Mazie jumped to her feet.
“Best you keep your tiny little asses on that raft, will you,” Raven said boldly, ignoring Lincoln’s order. “We’re just headin’ out.” She swallowed down her nerves. “No harm done.”
Dammit, Mazie!Lincoln thought, tightening his jaw.
The two gnomes were no bigger than the size of Lincoln’s forearm. Their eyes were bright red, warts covered their scaly skin from their bald heads to their toes.
No,Nola thought, they look nothing like my father described when I was a little girl.
Mazie trembled as the two tiny beasts boarded their ship. She quickly placed her hand on the cold metal of her pistol, ready to draw her weapon and shoot.
A grim little gnome stepped forward, and Mazie’s brows crinkled as it mumbled something in their tongue. His rheum eyes twitched as he spoke with what sounded like low, raspy jibberish.
“Sorry, I don’t speak ugly little vermin,” she berated.

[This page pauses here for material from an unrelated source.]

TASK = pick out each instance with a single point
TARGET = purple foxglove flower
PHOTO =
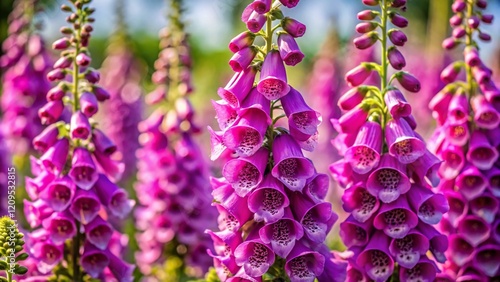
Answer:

Mazie’s shoulders stiffened as the little being crinkled its pointy nose.
“Mazie!” Nola whispered from behind her, but Mazie only waved her hand in the air to brush her off. Then the other gnome spoke, but that time he shouted, pounding its fist in the air.
“I said, I have no idea what you’re jabberin’ about, but sounds to me like a threat!” Mazie fumed. “Captain?” she called. “May I?”
“Aye,” Lincoln said, “blow the man down.”
“No!” Nola shouted again, but her warning was too late. Mazie closed her finger over the trigger, her eyes glowing with excitement as she extended out her hand. The black-eyed pirate fired off two shots at the gnomes and watched their tiny bodies fall backward into the water. The sound of gunfire echoed loudly through the cave.
Lincoln watched as Nola covered her mouth, preventing a wail. The siren girl backed up, then looked out and around the cave as if she were looking for someone.
Boots peered further over the edge. “Well, it’s a good thing we got our water already. The sea is turnin’ red now.”
The buccaneers looked up and scrunched up their faces at him, but then their attention drew to Nola, who cried out.
“What have you done, Mazie? Why didn’t you listen? Why did you shoot them?”
Mazie rolled her eyes, placing her pistol in the holster at her hip. “When you are a pirate, Nola, you shoot your enemies first before you ask questions,” she explained distastefully. “If not, we’d all be feeding the fish tonight.”
“But,” she started again, her voice trembling, “They were letting us go.”
Mazie huffed. “So, you speak gnome all the sudden?”
Nola looked at Lincoln, whose eyes darkened, his brows knitting together.
“Wha...you didn’t understand them?”
How could they not?She thought.
Nola had heard everything they said as clear as her own thoughts.
“They told us we could leave and that they’d forgive us for taking their water if we just left without sailing through their city.” She ran her hand through her hair. “They were letting us go.” A feeling of terror rolled within her stomach.
The captain’s face paled. “Bloody hell! Listen.”
A loud bell rang from a distance, echoing through the cave.
“Great, now we’ve started a war.” Lincoln turned to Kitten and Boots. “Weigh the anchor, heave ho!”
The crew fanned out across the deck, preparing to leave but not before gathering up the weapons needed for combat. As Lincoln steered the ship to the right to exit the glacier, he pitched a fearful glance over at Mazie. Their faces blanched watching another ship enter the cave. It was a smaller vessel but stocked with cannons and tiny gnomes. Their artillery pointing right at the Sybil Curse.
“Well,” Mazie said. “Looks like we’re goin’ to have our war sooner than expected.” The black-haired pirate winked at the siren girl.